13. Will you add any events or is it possible?
Katie: I haven’t thought about it yet. My schedule at Worlds was pretty busy. I will sit down with my coach and figure out some new goals and how I can improve. The main challenge moving forward is in these events I swam this summer. I don’t think I’ll add too much more but I would love to be on another relay. I don’t know if it’ll be possible but maybe there’s a possibility I could do the 100 to try to make it (on the 4x100 relay).
14. What has made this so enjoyable for you?
Katie: I think the people I am surrounded by, for sure. I have great parents, a great brother, and great teammates, friends and classmates, coaches…Everyone this past year in particular has been very supportive. It’s really special to share my stories from the Olympics and Worlds with them, and enjoy every aspect of life with them. The entire community here in the metro area has just been so supportive, and that keeps me motivated and happy.

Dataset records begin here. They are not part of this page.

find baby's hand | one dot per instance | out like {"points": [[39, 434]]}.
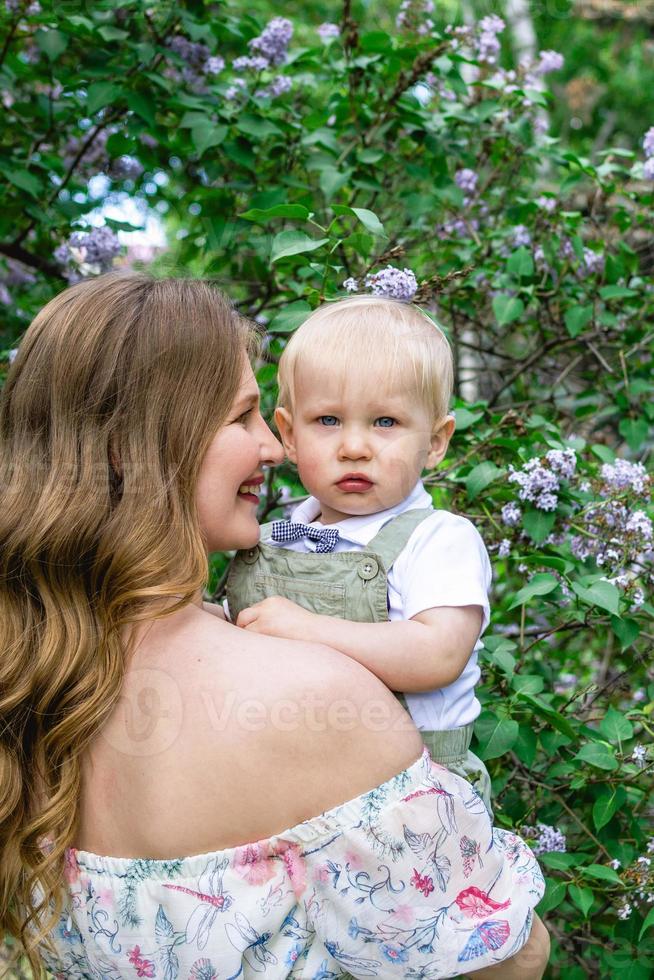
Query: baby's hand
{"points": [[278, 617]]}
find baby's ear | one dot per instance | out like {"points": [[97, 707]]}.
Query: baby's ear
{"points": [[440, 440], [284, 422]]}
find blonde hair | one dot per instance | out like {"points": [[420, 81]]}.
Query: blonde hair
{"points": [[391, 340], [118, 387]]}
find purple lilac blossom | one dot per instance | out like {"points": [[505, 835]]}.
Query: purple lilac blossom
{"points": [[214, 65], [538, 484], [272, 44], [392, 282], [549, 61], [563, 462], [521, 236], [466, 179], [623, 475], [328, 30], [511, 514], [545, 838]]}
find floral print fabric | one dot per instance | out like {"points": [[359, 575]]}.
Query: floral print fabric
{"points": [[408, 880]]}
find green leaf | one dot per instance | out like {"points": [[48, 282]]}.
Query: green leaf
{"points": [[51, 42], [257, 127], [602, 873], [583, 898], [521, 263], [607, 804], [495, 735], [507, 309], [101, 94], [599, 755], [615, 727], [465, 418], [290, 317], [617, 292], [142, 106], [22, 178], [480, 477], [540, 584], [576, 318], [554, 895], [292, 243], [626, 630], [538, 523], [647, 924], [261, 215], [204, 137], [602, 594]]}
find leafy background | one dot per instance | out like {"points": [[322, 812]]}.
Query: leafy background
{"points": [[515, 187]]}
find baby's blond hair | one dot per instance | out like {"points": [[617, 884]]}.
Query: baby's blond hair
{"points": [[391, 339]]}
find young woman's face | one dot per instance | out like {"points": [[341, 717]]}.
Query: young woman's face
{"points": [[231, 472]]}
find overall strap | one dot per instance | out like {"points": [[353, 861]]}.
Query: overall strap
{"points": [[392, 538]]}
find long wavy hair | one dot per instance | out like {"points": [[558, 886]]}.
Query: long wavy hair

15. You and Missy deservedly got a lot of attention, but what was it like to have some of the most incredible women in sport as veterans on the Worlds team?
Katie: Oh yeah, definitely, having Dana and Natalie as our captains meant a lot. They were really great at providing information on things to remember for the meet. For big things, but also for little thngs, such as Caitlin Leverenz mentioning something about the sticker (meet officials) put on your jacket when you go out for the finals races, and what to do with it – that’s something I was really wondering about. There were so many swimmers who provided really helpful advice and direction.
16. Natalie and Dana – how impressed are you by the length and quality of their careers?
Katie: it’s really inspiring to watch what they have been able to do . Natalie has been swimming great this year and Dana is also. I remember watching them in 2004 and 2008, and to be on the team with them is so great, getting to know them and learn their perspectives. It’s great for the U.S. team to have that kind of accomplished leadership.
17. Pretty neat guys on the team too?
Katie: They are the best. Last year at the Olympics with Michael (Phelps), Ryan (Lochte), Nathan (Adrian), Matt (Grevers) and Anthony (Ervin), and I know I am leaving a few out who were also awesome, but it’s been great to be a part of two teams with these kinds of people on both the men’s and women’s team. You get to know them a little at team camps, and I love listening to them talk about normal things. Laughing with them is fun. It’s just such a unique team, with people from different ages and backgrounds and with different perspectives on the team – it’s really interesting.
18. What did you eat in Spain?
Katie: We mostly ate at the hotel. I think I had pasta for at least one meal a day for about three weeks, but that was good because I needed the pasta. We didn’t eat out too much.
19. Did you get to see any sights?
Katie: I didn’t get to do that much sightseeing in Barcelona but driving around I think it’s sort of a mix of a number of cities here in the U.S. and that’s sort of what my family was saying also, a lot like San Francisco in some ways with some unique smaller areas, but at the same time a bustling city. It’s a really interesting place with its architecture, and the people there were really nice. It’s a great city
20. Were you surprised at how passionate the fans were at Worlds?
Katie: Oh yes, definitely, we had a lot of people in the stands and even a lot of people outside the venue each day of the meet. Sometimes, we would be able to stop and talk to them and sign autographs or answer questions, though sometimes we had to get to the warm-up pool. The fans in Barcelona were really into the sport, and I think a lot of that was from the Spanish and French fans who really like swimming, who were excited to be there and cheer everybody on.